Are You Pro-Dog Daniel C Griliopouos or Bullcity Dogs

Daniel C Griliopouos

Kathleen M. Berchelmann, MD - published on 01/21/14

Having a dog can help prevent asthma and allergies in your children, but is it worth the risk of dog bites?

Last week hundreds of dogs arrived at the Vatican to celebrate the Feast of St. Anthony the Great, who, along with St. Francis of Assisi, is the patron saint of animals. Four-legged friends lined up with their owners to get sprinkled with holy water by obliging cardinals. St. Anthony may have found animals a comfort in his monastic solitude, but should families with kids get dogs? And what’s the right age?

Having a dog when you are a baby can actually protect you from developing asthma and allergies later in life. New research from is helping us understand why.  But “man’s best friend” isn’t always baby’s best friend. Your baby’s risk of injury from a dog is actually higher than their risk of injury from walkers, cribs, and many recalled products. Are the benefits of having a dog worth the risks to your child?

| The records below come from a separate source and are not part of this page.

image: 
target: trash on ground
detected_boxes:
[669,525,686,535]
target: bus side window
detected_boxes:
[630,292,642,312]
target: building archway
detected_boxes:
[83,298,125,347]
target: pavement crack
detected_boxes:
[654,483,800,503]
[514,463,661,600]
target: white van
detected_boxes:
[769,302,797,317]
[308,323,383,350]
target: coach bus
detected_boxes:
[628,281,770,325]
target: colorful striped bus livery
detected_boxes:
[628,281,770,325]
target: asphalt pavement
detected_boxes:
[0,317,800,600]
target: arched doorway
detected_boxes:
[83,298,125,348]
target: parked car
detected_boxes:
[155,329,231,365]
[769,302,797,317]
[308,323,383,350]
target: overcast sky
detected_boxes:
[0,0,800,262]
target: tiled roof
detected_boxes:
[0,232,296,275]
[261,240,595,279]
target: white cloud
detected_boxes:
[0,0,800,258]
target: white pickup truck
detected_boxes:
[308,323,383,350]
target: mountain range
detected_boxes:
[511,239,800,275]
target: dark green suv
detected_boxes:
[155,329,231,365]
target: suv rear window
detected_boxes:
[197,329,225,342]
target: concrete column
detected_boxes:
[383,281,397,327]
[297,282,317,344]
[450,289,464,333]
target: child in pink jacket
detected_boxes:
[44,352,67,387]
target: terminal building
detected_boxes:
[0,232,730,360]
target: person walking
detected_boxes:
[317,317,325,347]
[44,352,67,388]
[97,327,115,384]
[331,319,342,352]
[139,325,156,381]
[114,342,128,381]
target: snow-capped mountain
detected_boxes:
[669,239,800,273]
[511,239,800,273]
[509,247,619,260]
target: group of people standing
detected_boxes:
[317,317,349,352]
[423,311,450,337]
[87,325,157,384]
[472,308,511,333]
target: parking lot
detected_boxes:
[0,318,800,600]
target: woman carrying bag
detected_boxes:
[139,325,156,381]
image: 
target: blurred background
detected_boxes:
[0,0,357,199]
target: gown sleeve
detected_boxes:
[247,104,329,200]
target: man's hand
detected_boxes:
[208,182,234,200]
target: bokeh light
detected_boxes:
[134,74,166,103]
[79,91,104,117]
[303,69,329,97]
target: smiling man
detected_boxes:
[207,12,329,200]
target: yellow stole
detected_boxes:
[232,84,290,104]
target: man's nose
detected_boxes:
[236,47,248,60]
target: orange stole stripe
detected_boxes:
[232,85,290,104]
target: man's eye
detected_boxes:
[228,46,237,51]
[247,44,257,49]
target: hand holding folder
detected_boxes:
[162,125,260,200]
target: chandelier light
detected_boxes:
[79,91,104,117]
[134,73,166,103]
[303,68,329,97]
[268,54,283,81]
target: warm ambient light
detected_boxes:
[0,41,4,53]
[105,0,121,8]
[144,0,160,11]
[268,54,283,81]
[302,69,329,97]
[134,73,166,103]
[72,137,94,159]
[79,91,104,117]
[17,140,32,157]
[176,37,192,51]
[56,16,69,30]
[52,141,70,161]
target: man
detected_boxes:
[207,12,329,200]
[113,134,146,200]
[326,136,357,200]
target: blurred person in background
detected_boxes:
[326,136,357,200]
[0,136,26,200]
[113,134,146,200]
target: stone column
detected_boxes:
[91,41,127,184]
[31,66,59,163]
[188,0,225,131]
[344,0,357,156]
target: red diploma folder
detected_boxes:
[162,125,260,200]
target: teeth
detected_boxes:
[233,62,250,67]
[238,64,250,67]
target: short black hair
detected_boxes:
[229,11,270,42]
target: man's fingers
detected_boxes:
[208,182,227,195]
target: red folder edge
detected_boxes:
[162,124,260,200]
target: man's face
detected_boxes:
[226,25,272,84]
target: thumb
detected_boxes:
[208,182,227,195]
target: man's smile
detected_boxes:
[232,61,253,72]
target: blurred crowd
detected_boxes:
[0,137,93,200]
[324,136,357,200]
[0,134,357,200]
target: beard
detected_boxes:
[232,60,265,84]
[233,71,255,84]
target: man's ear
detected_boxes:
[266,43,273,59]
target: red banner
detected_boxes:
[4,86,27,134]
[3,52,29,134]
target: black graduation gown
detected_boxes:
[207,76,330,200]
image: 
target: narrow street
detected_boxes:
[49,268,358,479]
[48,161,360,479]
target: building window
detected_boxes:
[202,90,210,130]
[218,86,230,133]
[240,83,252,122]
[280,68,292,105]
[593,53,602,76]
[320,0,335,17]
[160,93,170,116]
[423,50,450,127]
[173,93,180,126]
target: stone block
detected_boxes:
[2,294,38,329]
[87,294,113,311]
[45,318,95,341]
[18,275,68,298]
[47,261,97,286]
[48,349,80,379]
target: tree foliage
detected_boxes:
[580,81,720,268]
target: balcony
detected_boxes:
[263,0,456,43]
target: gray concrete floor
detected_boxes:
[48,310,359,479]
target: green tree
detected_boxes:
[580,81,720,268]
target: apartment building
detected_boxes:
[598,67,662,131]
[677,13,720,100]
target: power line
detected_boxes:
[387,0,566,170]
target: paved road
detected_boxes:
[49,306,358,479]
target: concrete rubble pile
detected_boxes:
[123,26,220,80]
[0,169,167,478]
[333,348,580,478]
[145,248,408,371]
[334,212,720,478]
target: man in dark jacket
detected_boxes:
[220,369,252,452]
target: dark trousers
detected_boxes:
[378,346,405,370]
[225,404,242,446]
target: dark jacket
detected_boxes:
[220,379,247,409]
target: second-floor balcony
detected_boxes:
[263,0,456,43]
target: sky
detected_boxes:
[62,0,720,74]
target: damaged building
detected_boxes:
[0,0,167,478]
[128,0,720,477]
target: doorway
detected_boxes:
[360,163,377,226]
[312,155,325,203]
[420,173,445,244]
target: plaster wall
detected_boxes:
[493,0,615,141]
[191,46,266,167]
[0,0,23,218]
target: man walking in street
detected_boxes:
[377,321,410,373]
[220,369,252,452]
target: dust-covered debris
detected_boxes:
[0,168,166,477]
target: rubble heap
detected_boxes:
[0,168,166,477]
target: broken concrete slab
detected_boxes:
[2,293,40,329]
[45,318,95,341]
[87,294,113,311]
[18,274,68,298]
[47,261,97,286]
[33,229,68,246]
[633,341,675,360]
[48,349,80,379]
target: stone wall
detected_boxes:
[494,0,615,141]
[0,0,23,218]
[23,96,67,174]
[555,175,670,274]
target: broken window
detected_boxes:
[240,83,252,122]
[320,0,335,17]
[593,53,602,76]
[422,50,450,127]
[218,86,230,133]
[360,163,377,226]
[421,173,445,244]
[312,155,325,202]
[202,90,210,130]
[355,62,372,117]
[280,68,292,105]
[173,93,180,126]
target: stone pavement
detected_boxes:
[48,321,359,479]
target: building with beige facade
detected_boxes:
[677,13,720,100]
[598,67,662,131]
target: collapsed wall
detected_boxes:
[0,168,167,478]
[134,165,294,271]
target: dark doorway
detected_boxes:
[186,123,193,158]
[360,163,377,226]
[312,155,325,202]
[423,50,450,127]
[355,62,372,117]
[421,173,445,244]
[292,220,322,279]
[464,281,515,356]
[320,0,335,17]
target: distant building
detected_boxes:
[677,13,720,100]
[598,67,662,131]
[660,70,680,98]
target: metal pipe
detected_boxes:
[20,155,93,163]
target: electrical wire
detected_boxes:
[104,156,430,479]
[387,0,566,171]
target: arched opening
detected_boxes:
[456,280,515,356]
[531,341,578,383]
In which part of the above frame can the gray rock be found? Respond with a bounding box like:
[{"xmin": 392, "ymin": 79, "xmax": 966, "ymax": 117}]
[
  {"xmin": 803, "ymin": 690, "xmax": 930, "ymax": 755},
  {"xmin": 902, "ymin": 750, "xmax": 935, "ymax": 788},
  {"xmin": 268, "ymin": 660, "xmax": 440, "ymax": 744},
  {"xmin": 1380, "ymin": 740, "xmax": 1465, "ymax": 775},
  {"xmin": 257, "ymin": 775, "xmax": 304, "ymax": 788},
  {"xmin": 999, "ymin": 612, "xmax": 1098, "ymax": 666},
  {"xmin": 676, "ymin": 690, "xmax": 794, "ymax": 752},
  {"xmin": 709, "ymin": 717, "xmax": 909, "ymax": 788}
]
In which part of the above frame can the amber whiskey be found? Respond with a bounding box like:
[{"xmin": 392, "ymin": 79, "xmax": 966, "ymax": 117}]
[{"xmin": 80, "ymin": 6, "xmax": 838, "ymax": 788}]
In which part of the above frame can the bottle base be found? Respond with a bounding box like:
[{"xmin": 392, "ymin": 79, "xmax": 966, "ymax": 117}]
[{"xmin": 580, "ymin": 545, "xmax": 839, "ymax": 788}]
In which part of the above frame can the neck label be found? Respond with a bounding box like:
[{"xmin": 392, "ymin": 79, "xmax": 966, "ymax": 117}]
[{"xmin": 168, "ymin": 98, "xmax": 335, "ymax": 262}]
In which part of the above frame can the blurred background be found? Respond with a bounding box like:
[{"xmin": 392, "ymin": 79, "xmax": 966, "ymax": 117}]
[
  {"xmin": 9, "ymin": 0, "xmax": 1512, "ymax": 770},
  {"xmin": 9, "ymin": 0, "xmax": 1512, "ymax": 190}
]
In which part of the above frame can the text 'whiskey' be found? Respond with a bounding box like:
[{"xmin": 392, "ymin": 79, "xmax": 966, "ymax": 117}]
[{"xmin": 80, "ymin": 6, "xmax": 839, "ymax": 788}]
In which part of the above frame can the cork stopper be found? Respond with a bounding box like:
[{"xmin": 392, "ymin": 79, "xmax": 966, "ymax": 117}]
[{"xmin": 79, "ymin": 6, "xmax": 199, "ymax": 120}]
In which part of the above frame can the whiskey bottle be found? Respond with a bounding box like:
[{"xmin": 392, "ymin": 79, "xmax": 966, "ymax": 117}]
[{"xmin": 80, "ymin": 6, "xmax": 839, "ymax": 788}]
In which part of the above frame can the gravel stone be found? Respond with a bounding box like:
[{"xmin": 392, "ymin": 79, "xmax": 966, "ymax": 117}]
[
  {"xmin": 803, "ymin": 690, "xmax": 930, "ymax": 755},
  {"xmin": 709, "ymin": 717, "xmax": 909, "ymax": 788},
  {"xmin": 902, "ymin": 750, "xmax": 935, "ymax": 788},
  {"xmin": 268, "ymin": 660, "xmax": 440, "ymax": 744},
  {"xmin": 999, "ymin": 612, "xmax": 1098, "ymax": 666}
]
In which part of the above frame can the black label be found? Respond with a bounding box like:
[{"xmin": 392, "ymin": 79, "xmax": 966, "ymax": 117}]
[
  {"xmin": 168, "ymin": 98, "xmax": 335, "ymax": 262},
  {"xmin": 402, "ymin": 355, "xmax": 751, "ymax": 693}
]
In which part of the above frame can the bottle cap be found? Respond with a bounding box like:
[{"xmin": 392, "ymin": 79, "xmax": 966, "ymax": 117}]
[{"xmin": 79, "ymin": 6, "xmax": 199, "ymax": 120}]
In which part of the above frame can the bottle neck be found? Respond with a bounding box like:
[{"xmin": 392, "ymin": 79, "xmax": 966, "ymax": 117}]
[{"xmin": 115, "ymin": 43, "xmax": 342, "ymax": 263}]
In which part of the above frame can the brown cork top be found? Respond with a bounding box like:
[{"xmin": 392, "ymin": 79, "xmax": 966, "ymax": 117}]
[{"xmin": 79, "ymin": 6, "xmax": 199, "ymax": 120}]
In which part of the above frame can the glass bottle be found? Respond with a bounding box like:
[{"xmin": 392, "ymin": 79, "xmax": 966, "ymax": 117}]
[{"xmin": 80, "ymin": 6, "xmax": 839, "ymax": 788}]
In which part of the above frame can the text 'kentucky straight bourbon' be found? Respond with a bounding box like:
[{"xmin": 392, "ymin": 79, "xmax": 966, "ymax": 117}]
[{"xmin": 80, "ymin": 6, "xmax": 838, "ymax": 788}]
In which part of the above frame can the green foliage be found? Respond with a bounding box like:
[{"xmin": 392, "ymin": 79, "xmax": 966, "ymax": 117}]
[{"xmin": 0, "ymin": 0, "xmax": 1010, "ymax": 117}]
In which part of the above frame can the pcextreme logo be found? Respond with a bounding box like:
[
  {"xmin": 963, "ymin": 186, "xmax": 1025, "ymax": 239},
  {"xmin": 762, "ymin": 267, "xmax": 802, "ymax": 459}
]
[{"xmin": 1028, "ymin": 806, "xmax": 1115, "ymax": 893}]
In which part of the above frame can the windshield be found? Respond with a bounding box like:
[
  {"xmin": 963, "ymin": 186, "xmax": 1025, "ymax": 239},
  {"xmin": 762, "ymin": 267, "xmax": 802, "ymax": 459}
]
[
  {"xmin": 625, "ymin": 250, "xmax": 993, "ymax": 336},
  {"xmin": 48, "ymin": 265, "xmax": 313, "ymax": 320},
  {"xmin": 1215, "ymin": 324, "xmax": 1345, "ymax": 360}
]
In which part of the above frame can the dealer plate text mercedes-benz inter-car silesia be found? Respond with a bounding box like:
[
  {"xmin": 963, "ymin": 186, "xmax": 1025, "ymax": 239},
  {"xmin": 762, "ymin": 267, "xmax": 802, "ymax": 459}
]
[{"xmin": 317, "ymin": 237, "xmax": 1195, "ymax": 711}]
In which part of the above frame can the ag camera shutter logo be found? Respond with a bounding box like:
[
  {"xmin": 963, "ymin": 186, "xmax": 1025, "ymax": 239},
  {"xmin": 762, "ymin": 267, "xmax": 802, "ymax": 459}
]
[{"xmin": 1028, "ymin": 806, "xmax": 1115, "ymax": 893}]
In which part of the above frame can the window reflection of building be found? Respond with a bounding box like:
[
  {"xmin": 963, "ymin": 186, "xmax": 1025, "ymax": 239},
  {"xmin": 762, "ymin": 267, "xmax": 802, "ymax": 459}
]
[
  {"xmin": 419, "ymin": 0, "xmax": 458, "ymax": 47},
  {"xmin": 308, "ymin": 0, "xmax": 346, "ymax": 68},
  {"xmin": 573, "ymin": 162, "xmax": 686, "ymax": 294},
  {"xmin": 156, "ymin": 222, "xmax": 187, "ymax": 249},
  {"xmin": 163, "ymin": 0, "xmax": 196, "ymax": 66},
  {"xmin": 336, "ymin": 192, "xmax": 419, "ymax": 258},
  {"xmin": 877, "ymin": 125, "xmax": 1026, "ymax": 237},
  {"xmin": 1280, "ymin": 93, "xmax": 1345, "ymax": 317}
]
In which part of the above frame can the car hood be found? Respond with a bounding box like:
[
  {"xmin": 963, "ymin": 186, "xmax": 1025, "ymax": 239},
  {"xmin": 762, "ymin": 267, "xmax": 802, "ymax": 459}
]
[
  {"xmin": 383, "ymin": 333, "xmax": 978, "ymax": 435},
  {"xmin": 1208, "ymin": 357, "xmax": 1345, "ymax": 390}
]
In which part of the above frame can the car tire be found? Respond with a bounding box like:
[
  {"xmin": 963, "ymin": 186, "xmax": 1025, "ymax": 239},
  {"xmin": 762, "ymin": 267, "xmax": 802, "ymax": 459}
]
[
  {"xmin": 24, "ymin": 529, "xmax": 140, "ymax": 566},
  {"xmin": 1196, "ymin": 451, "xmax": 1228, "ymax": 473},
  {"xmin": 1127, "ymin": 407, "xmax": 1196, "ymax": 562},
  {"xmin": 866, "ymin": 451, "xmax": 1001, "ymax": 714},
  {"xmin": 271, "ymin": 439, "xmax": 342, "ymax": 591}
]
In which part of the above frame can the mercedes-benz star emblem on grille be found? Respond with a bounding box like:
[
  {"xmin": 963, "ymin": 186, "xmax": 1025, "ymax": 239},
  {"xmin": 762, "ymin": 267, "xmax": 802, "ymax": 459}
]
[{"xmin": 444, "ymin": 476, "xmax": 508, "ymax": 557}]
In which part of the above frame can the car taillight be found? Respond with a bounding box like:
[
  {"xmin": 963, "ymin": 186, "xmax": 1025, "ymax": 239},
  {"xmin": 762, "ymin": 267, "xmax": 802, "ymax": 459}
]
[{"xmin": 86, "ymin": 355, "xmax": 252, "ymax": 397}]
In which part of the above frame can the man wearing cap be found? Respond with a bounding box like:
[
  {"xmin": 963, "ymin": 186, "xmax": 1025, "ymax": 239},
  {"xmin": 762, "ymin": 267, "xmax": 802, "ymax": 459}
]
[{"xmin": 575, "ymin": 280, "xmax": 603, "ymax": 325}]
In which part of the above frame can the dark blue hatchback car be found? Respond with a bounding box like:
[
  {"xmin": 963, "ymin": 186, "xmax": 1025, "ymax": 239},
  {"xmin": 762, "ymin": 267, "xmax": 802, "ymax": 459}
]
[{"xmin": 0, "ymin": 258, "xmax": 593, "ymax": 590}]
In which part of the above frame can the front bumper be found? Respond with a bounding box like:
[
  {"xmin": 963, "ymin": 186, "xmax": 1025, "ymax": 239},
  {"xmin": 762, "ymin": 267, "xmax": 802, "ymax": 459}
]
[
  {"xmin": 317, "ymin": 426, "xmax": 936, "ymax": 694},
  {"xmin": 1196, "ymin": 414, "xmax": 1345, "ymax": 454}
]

We’ve known for some time that infants who are exposed to dogs have a lower risk of asthma, eczema, and allergies, but until recently we didn’t understand why. The first year of life seems to be a critical period in which the immune system figures out what is foreign, and needs to be attacked, and what is normal, and should be tolerated.  The immune system seems to “learn” what is bad vs. what should be tolerated based on the bacteria that are in a baby’s intestines.  Researchers have found that people who own dogs have a specific kind of bacteria in their house dust. When they exposed mice to house dust from homes with indoor-outdoor dogs, the mice had intestines full of a bacteria called lactobacillus johnsonii. The same mice had fewer asthma-like symptoms. The mice’s immune systems also didn’t produce much of the inflammatory cells and chemicals that are associated with asthma, allergies, and eczema.  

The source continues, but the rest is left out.